The Chapultepec splitfin (Girardinichthys viviparus), known locally as mexcalpique, is a critically endangered species of fish in the family Goodeidae. It is endemic to Mexico and was originally restricted to lakes and wetlands in the Valley of Mexico, including Lake Texcoco. Through man-made channels it was able to spread to the upper Pánuco River basin (notably Tula River and associated reservoirs). Most native populations disappeared as they were at or near Mexico City, with the waters either being reclaimed, drained, heavily polluted or infested with introduced species. Today the Chapultepec splitfin is only known to survive in three lakes (Viejo, Menor and Mayor) in the Chapultepec park of Mexico City, Lake Xochimilco, Lake Zumpango, Laguna de Tecocomulco northeast of the City where perhaps introduced, and parts of the Pánuco River basin. Most of these remaining populations are small. This species was originally described as Cyprinus viviparus in 1837 by Miguel Bustamante y Septién with the type locality given as "Mexico". In 1860 Pieter Bleeker raised the genus Girardinichthys with a new species Girardinichthys viviparus as its type species, this subsequently proved to be a taxonomy of Cyprinus viviparus.

== Diet ==
The Chapultepec Splitfin is a carnivorous species, possessing small, sharp teeth and an uncoiled intestine that is about body length. It is likely that the species feeds on mosquito larvae and other small insects that make contact with the water's surface.

== Environment ==
The Chapultepec Splitfin is a freshwater fish native and endemic to Distrito Federal and Mexico. It is believed that during the Aztec empire, this species could have occupied the Lago de Texcoco as well as other connected waterbodies. In the present day, due to the drainage of wetlands and lakes Girardinichthys viviparus is only found in the remnants of these bodies of water. Populations can be found in the Parque de Chapultepec, Lago Mayor, Zumpango, Xochimilco, and Alameda Oriente. The historical range of the species has been estimated to have declined by over 65%.

== Sexual Dimorphism ==
Males and females are morphologically different. In males, the splitfin and dorsal fin are significantly bigger than that of the females. Coloration differences also occur and become more distinct during courtship. Females are silvery and have a darker upper-half of the body. Males are silvery and can be marbled blackish grey.
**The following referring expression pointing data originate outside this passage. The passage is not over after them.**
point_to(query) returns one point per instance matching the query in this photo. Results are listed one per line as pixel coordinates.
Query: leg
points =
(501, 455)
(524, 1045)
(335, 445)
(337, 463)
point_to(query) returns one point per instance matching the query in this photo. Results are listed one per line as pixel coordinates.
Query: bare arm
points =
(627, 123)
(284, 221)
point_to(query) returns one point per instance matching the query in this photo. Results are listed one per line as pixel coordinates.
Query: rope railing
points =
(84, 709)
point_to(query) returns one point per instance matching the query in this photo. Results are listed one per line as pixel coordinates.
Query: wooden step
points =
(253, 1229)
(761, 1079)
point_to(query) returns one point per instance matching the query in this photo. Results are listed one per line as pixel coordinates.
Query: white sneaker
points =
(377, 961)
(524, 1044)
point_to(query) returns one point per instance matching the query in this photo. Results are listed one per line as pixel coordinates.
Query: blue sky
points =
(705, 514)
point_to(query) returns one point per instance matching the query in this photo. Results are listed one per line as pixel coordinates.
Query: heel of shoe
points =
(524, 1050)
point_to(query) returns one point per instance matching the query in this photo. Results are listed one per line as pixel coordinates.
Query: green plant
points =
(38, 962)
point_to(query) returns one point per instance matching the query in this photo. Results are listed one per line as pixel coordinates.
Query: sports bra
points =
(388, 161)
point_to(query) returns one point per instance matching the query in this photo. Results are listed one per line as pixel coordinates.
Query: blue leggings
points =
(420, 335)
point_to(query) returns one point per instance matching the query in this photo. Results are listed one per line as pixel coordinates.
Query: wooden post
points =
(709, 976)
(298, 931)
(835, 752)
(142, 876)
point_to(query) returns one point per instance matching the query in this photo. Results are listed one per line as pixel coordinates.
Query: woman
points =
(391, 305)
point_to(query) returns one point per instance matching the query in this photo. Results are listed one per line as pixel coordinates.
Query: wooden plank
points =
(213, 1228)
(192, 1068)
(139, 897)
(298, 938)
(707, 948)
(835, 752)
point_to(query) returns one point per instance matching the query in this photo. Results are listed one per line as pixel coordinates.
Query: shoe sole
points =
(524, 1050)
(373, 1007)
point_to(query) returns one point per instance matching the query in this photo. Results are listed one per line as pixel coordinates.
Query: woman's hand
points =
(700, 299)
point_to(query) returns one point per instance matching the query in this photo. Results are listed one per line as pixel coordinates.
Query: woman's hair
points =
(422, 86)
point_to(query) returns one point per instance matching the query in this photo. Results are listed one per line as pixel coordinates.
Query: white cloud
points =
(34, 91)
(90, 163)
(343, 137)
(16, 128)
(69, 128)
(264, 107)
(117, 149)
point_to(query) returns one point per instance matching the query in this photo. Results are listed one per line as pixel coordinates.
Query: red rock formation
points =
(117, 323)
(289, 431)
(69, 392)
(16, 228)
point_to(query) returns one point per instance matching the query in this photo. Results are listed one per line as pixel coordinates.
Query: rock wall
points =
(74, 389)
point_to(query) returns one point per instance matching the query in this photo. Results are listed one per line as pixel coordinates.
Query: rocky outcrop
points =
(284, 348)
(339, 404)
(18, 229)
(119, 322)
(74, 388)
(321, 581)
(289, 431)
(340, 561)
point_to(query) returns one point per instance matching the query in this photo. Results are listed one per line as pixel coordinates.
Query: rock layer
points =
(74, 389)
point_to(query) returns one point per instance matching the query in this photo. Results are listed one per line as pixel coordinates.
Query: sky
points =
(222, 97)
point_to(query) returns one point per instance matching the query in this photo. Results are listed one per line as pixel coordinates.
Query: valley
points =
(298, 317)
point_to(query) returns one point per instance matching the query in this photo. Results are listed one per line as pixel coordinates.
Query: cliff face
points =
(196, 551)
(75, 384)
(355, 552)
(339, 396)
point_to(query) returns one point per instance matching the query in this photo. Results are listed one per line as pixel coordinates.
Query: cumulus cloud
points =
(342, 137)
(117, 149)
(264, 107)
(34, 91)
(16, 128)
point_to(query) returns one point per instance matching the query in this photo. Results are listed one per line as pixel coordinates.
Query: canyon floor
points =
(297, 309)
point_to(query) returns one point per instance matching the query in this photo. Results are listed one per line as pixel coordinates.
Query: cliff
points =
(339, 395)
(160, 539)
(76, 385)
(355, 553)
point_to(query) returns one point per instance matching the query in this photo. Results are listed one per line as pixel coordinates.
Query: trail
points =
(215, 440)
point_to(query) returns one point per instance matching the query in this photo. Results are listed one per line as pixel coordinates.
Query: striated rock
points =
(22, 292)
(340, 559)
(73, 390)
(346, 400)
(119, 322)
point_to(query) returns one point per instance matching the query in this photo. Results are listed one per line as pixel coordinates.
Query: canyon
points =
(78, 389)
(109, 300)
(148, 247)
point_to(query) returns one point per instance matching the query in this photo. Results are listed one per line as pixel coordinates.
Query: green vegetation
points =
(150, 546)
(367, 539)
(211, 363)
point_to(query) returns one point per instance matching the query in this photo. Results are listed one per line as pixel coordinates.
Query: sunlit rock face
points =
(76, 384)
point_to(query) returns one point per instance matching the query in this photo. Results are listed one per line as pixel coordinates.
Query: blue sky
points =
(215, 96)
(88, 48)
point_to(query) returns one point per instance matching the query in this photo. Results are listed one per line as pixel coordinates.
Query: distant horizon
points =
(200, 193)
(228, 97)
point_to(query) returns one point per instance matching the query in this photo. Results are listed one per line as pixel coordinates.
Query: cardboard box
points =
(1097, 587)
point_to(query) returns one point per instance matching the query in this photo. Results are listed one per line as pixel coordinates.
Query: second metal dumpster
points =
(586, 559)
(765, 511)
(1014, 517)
Their unpaired fins are dark and get darker or turn completely black during courtship.

== Reproduction ==
Based on the collection of young fish for research, it is believed that there is breeding taking place all year round, excluding the coldest months. The first fry are usually born around February and this continues to around October. The gestation period is approximately 55 days. Females give birth to about 25 young at a time.

== Threats ==
The continued development of housing, urban areas, commercial, and industrial areas in Mexico City are contributing to the destruction of the habitat of the Chapultepec Splitfin. The population located at Alameda Oriente could be impacted by possible expansion of the nearby airport. Water pollution, water treatment, and parasites directly threaten the species. Heavy metals in wastewater pose an especial threat. The fish are also used as a food source for people in Mexico City.

== Conservation ==
There are no active, targeted conservation efforts for this species. A monitoring and ex-situ breeding project is being run by the Laboratorio de Biologia Acuatica in Michoacan University, Morelia, Mexico is the only conservation effort.